You absolutely can freeze your fried chicken and then enjoy crisp and delicious fried chicken again. You just have to follow the steps provided for you. After all, this is why we are here right?

Here are the steps to freezing your fried chicken:

  1. Prep your fried chicken for freezer storage, following the guidelines and tips shared previously in “Prepping Fried Chicken for Storage”. Use either a shallow airtight container or wrap individually in foil and place in a freezer bag. 
  2. Get your fried chicken prepped and moved to the freezer within about 2 hours of finishing cooking the chicken. 
  3. Place fried chicken in a freezer – recommended freezer storage is 0 degrees Fahrenheit. 
  4. Store fried chicken in the freezer up to 12 months, if stored at 0 degrees. If frozen at a lower temperature, use within 6 months of freezing. 

Again, it truly is so simple to store your fried chicken. If you’re going to go to the work to make fried chicken, you should be willing to put in the work to store your fried chicken properly. Trust me, your stomach and your schedule will thank you later! 

Reheating Fried Chicken

Now that you understand how to make fried chicken, how to prep fried chicken for storage, and how to both refrigerate and freeze your fried chicken – let’s talk a little about using your fried chicken after you store it. 

reheating fried chicken

Here’s a side thought for you – if you refrigerated your fried chicken you can always just eat it cold right out of the fridge. You might be amazed to find out that this is one of the most popular ways to eat stored chicken. However, we don’t recommend this if you froze your chicken. 

Here are some steps for reheating fried chicken after storage:

  1. If you froze your fried chicken, it will be necessary to allow the chicken to thaw before proceeding to warm it. For thawing purposes, you should unwrap the chicken and let it thaw at room temperature. 
  2. The best way to reheat fried chicken is either in the microwave or the oven. Refrying the chicken could cause it to get an overcooked flavor or make it slightly soggy.
    1. Microwave – Wrap individual pieces of fried chicken in a paper towel and microwave in 30-second intervals. If it is not warmed sufficiently, turn it over and warm another 30 seconds.
      Wrapping the chicken loosely in a paper towel will help to preserve the breading during the reheating process. 
    2. Oven – layer a baking sheet or pan with aluminum foil. This will help keep the breading crisp. Place your fried chicken in a single layer on the foil. For best results, cover the top of your pan with aluminum foil as well.
      Warm in the oven at 400 degrees for about 20 minutes. 

You can use whichever method will work best for you. The best way to maintain the crispness of the fried chicken is to use the oven. However, we understand that an oven may not always be available for reheating purposes. 

Related Questions

We hope that you have found this guide to be informative and that the information fully encompasses everything you need to know about storing fried chicken. 
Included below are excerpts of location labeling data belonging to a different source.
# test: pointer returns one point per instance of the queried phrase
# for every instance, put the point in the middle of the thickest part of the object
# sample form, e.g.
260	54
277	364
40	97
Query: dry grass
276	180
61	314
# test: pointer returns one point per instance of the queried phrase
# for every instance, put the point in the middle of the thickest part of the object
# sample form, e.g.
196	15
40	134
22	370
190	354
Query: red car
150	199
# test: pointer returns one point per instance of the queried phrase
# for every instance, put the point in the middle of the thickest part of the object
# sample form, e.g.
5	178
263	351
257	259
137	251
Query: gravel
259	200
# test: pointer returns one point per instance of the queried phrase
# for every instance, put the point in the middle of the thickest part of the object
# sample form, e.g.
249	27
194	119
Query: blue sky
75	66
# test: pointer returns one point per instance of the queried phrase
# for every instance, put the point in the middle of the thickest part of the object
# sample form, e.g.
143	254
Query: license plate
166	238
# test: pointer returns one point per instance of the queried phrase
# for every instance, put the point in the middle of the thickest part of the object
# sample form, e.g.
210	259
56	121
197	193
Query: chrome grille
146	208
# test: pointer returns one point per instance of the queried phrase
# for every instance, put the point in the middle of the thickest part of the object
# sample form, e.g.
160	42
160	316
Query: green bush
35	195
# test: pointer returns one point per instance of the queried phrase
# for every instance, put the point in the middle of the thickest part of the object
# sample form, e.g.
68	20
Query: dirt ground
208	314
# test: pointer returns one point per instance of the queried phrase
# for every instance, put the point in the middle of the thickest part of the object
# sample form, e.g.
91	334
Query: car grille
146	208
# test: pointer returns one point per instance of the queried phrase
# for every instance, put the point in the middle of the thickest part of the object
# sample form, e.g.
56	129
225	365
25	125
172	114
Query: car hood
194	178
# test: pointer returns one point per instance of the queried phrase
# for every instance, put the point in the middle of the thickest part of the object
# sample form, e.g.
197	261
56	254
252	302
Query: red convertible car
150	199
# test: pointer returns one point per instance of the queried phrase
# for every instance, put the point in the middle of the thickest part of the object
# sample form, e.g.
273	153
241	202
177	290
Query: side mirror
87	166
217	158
We have provided some common questions in a question-and-answer guide and we invite you to review these for further information that could be useful to you. 

How Can You Tell if Your Fried Chicken Has Gone Bad?
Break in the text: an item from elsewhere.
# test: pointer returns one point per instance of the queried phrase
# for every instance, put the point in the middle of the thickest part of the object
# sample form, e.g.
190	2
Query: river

Chicken usually has obvious telltale signs when it starts to spoil. If the chicken smells sour, it is most likely bad and you should dispose of it and clean any exposed area thoroughly to prevent cross-contamination. 

Additionally, you might be able to tell that the chicken has gone bad by looking at it. If it has developed a slimy texture or the color looks odd you should again dispose of it immediately and clean exposed areas. 
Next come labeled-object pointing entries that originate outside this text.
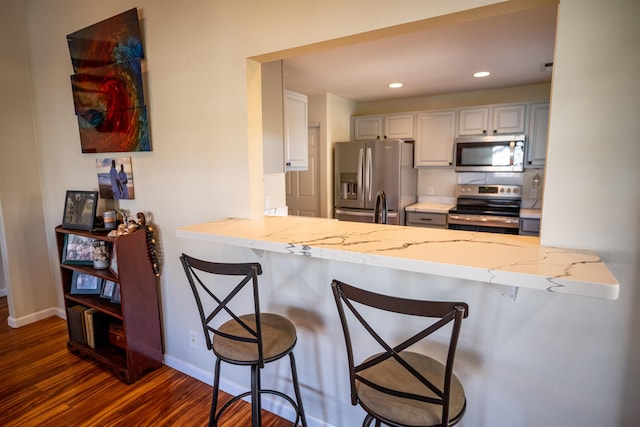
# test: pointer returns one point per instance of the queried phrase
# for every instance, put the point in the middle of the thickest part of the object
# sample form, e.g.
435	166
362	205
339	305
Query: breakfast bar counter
502	259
How Can I Keep My Breading from Falling Off When I Fry My Chicken?

Frying chicken often boils down to an art. When you are preparing the chicken for frying there are some minor steps that can make a major difference. 

If you soak your chicken in buttermilk prior to breading, you should pat it dry enough that the buttermilk is not dripping when you coat it. When you coat your chicken in the flour mixture, you should shake off excess flour. It is often this excess flour that will cause the breading to fall off because it does not adhere to the chicken.